The clatter of his leg stump still ringing in his ears, the sight of England’s now tiresome talisman, arms spread-eagled, inked indelibly on his mind, Ricky Ponting left the field at the Oval in 2009. Not to the cat-calling or boos of previous weeks, but to a standing ovation, an English crowd showing respect to one of the post-war era’s finest batsmen.
Fast forward 18 months and Ponting his finally called time on his captaincy, a series of disastrous one day results, followed by Ashes humiliation on home soil, finally doing for him. But while many England fans are rightly applauding the great man’s work and his remarkable record as Australia’s captain (in spite of those three Ashes losses), some still think it’s appropriate to bad mouth Punter.
Choice quotes from the comments on Mike Selvey’s excellent piece on Ponting for The Guardian included, “A first-rate batsman.
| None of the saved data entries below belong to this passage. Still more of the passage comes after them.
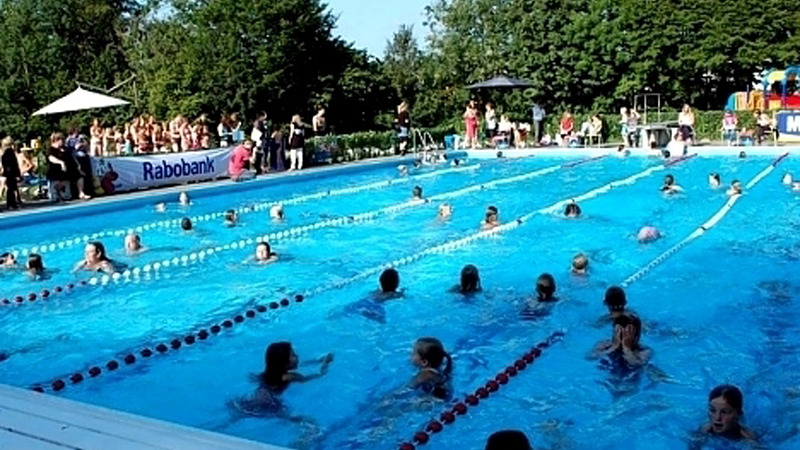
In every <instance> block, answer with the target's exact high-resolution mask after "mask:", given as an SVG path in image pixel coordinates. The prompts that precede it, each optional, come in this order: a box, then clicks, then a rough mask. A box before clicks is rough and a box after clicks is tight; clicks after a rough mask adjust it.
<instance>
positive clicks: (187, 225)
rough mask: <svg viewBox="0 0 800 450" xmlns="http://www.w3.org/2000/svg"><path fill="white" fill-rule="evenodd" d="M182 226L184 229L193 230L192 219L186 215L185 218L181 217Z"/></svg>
mask: <svg viewBox="0 0 800 450" xmlns="http://www.w3.org/2000/svg"><path fill="white" fill-rule="evenodd" d="M181 228H182V229H183V230H184V231H189V230H191V229H192V220H191V219H189V218H188V217H184V218H183V219H181Z"/></svg>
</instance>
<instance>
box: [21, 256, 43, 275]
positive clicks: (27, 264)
mask: <svg viewBox="0 0 800 450" xmlns="http://www.w3.org/2000/svg"><path fill="white" fill-rule="evenodd" d="M25 272H27V273H28V276H29V277H30V279H31V280H41V279H43V277H44V276H45V268H44V263H43V262H42V255H39V254H36V253H31V254H30V255H28V262H26V263H25Z"/></svg>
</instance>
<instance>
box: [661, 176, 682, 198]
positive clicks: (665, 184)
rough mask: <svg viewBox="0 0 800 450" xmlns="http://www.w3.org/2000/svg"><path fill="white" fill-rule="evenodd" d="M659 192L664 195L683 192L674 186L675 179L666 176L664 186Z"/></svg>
mask: <svg viewBox="0 0 800 450" xmlns="http://www.w3.org/2000/svg"><path fill="white" fill-rule="evenodd" d="M661 192H663V193H665V194H677V193H680V192H683V188H682V187H680V186H678V185H677V184H675V177H673V176H672V175H669V174H668V175H667V176H665V177H664V184H663V185H662V186H661Z"/></svg>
A second-rate captain. A third-rate human being,” and, “Ponting a batting genius or great- absolute nonsense. Grown adults shouldn’t be coming up with such rubbish.”
Admittedly, the comments over on Lord Selvey’s piece were largely complimentary and showed a great understanding of Australian cricket and the position in which Ponting found himself as one of the finest team’s in Test history began to break up. But whatever Ponting’s merits as Australia’s captain, his position as one of the world’s best, alongside Tendulkar and Lara, is unquestionable. To describe him as, “…a third rate human being,” shows that some England cricket fans are willing to believe everything they read and happy to use football-style abuse in a game which still has manners and gentlemanly conduct at its heart, no matter its rampant commercialisation.
Ponting will play on, and may even tour England in 2013. I for one hope he does. Beating an Australian team shorn of legends such as him just won’t feel the same. Ponting is everything English cricketers and English cricket fans should want to be up against. Fiery, fierce and a true talent, surely there’s great merit in playing and (hopefully) beating such sportsmen. Any England fan who thinks Ponting really is anything more than a pantomime villain needs their head testing. Without his like, England would not have finally grown a pair and learned how to win hard, rather than simply capitulating at the first sign of stiff resistance.